Few aircraft in history have been so loved, so feared, and so lethal all at once.
QUICK FACTS
| Aircraft | Gee Bee Model R Super Sportster (R-1 / R-2) |
| Built by | Granville Brothers Aircraft, Springfield, Massachusetts |
| Year | 1932 |
| Engine | Pratt & Whitney Wasp radial — enormous for the tiny airframe |
| Famous pilot | Jimmy Doolittle — 1932 Thompson Trophy, ~296 mph record |
| Reputation | Blisteringly fast and lethally unforgiving |
A flying engine
The Gee Bee Model R was built by the Granville Brothers — “Gee Bee” for G.B. — a small outfit in Springfield, Massachusetts, chasing the enormous prize money of Depression-era air racing. Their solution to going fast was blunt: take the biggest engine you can find, a Pratt & Whitney Wasp radial, and build the smallest possible aeroplane around it. The result had the aerodynamics of a flying beer keg and the power-to-weight of a rocket.
It worked. In 1932 the R-1, flown by the legendary Jimmy Doolittle, won the Thompson Trophy pylon race and set a world landplane speed record of about 296 miles per hour. For a moment, the ungainly little Gee Bee was the fastest thing on wings over land.

The widowmaker
But that speed came from a design that broke every rule of stability. The huge engine hung far ahead of the tiny wings; the short fuselage gave the tail almost nothing to work with. The Gee Bee was twitchy in the air and treacherous near the ground, punishing the smallest mistake on takeoff or landing with a snap that few pilots could catch in time. One after another, Gee Bee racers crashed, and their pilots did not walk away.
Doolittle — one of the most gifted and careful aviators who ever lived — survived his season in the R-1, collected his trophy, and then did something telling: he quit air racing. He had looked into the Gee Bee’s character and decided he had used up enough luck.
Beautiful, terrible, unforgettable
The originals were all eventually destroyed, most in fatal crashes. And yet the Gee Bee never faded. Its shape is instantly recognisable, its story taught to every student of aviation history, its reputation equal parts admiration and dread. In the 1990s the pilot Delmar Benjamin built a faithful flying reproduction and proved the beast could be mastered — dancing it through airshow routines that made older pilots wince.

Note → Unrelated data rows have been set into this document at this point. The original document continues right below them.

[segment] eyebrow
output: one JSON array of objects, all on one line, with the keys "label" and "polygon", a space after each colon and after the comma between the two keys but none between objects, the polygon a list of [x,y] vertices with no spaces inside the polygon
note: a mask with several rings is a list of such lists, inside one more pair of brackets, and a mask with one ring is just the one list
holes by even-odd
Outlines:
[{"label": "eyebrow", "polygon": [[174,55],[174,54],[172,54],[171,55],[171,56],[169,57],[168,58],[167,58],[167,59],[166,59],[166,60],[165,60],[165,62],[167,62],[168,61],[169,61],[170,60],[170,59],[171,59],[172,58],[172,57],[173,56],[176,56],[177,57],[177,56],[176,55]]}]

That is the paradox of the Gee Bee. It was one of the most dangerous aircraft ever built, and one of the most beloved. It killed, and it thrilled. Ninety years on, it remains the purest expression of a simple, reckless idea: bolt a person to an engine, point it at the horizon, and see how fast the world can go.
Sources: Smithsonian National Air and Space Museum; New England Air Museum; contemporary air-racing records.
Related Questions
What was the Gee Bee Model R?
The Gee Bee Model R Super Sportster was a 1932 American racing aeroplane built by the Granville Brothers of Springfield, Massachusetts. It was essentially a giant radial engine with tiny wings and a cockpit tucked near the tail — built for one purpose: raw speed around a pylon course.

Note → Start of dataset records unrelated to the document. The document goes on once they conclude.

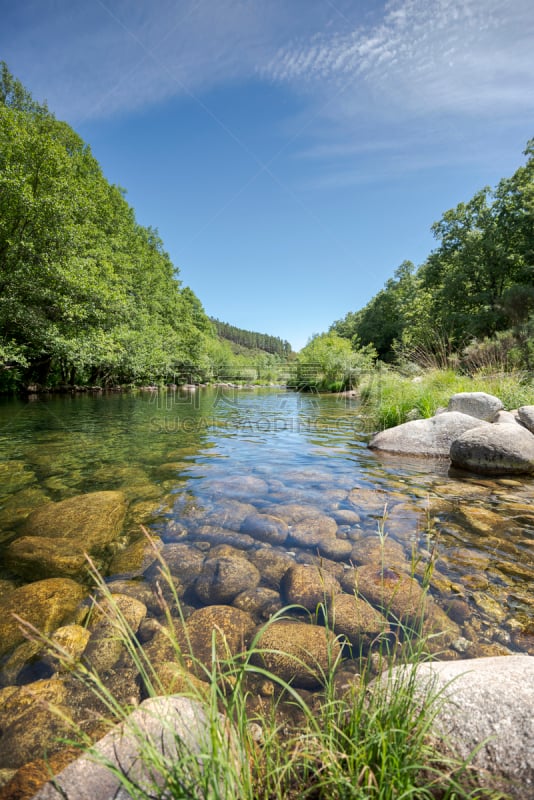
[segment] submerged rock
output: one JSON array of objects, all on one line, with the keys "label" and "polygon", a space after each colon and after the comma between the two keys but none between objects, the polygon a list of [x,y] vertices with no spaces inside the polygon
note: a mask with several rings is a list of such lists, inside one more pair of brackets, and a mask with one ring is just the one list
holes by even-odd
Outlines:
[{"label": "submerged rock", "polygon": [[255,589],[259,582],[259,571],[246,558],[207,558],[194,590],[203,603],[224,605],[240,592]]},{"label": "submerged rock", "polygon": [[[225,757],[235,757],[235,769],[238,770],[238,744],[233,740],[230,725],[227,730],[228,754]],[[128,776],[128,782],[138,787],[136,791],[146,796],[153,795],[157,786],[160,787],[158,796],[160,792],[166,794],[163,776],[156,766],[158,759],[164,759],[170,767],[175,761],[184,762],[184,753],[189,754],[188,780],[195,785],[202,771],[200,756],[205,757],[211,748],[211,725],[201,703],[176,695],[149,698],[101,739],[93,752],[69,764],[53,782],[47,783],[34,800],[61,800],[65,797],[129,800],[131,794],[121,783],[121,772]],[[148,763],[146,754],[150,750],[160,755]],[[111,768],[108,765],[112,765]],[[183,769],[187,773],[185,763]]]},{"label": "submerged rock", "polygon": [[70,622],[85,590],[69,578],[48,578],[19,586],[0,600],[0,655],[25,641],[13,614],[49,634]]},{"label": "submerged rock", "polygon": [[119,536],[125,514],[123,492],[91,492],[47,503],[30,514],[22,537],[12,543],[11,568],[21,575],[35,569],[39,577],[77,576],[85,566],[83,553],[105,552]]},{"label": "submerged rock", "polygon": [[332,631],[305,622],[273,622],[262,632],[254,662],[302,689],[324,683],[340,652]]},{"label": "submerged rock", "polygon": [[377,433],[369,447],[388,453],[448,457],[451,444],[471,428],[491,427],[489,422],[460,411],[446,411],[429,419],[416,419]]},{"label": "submerged rock", "polygon": [[466,431],[451,444],[453,465],[485,475],[534,473],[534,434],[503,423]]},{"label": "submerged rock", "polygon": [[315,611],[320,603],[328,603],[341,592],[341,586],[329,572],[320,567],[295,564],[282,578],[280,589],[287,603]]},{"label": "submerged rock", "polygon": [[367,650],[390,631],[380,611],[352,594],[337,594],[328,606],[328,622],[337,634],[346,636],[359,651]]}]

Why was the Gee Bee so dangerous?
Its extreme design — a huge, heavy engine on a stubby, short-coupled fuselage — made it twitchy, unstable and brutally unforgiving, especially at low speed and on landing. Several Gee Bee racers crashed and killed their pilots, giving the aircraft a fearsome, almost cursed reputation.
Did Jimmy Doolittle fly the Gee Bee?
Yes. Jimmy Doolittle won the 1932 Thompson Trophy in the Gee Bee R-1 and set a world landplane speed record of roughly 296 mph that same year. Having survived one of the most dangerous aircraft of the age, the famously careful Doolittle then stepped away from air racing.
How fast was the Gee Bee?
Very fast for its day. The R-1 set a world landplane speed record of around 296 mph in 1932 and won the Thompson Trophy pylon race averaging over 250 mph — astonishing numbers for an aircraft of that era, wrung from a single oversized radial engine.
Do any Gee Bees still fly?
The original racers were all lost long ago, but the design’s fame never faded. In the 1990s pilot Delmar Benjamin built and flew an exact Gee Bee R-2 reproduction, proving the “widowmaker” could be flown safely by a skilled pilot — and thrilling airshow crowds for years.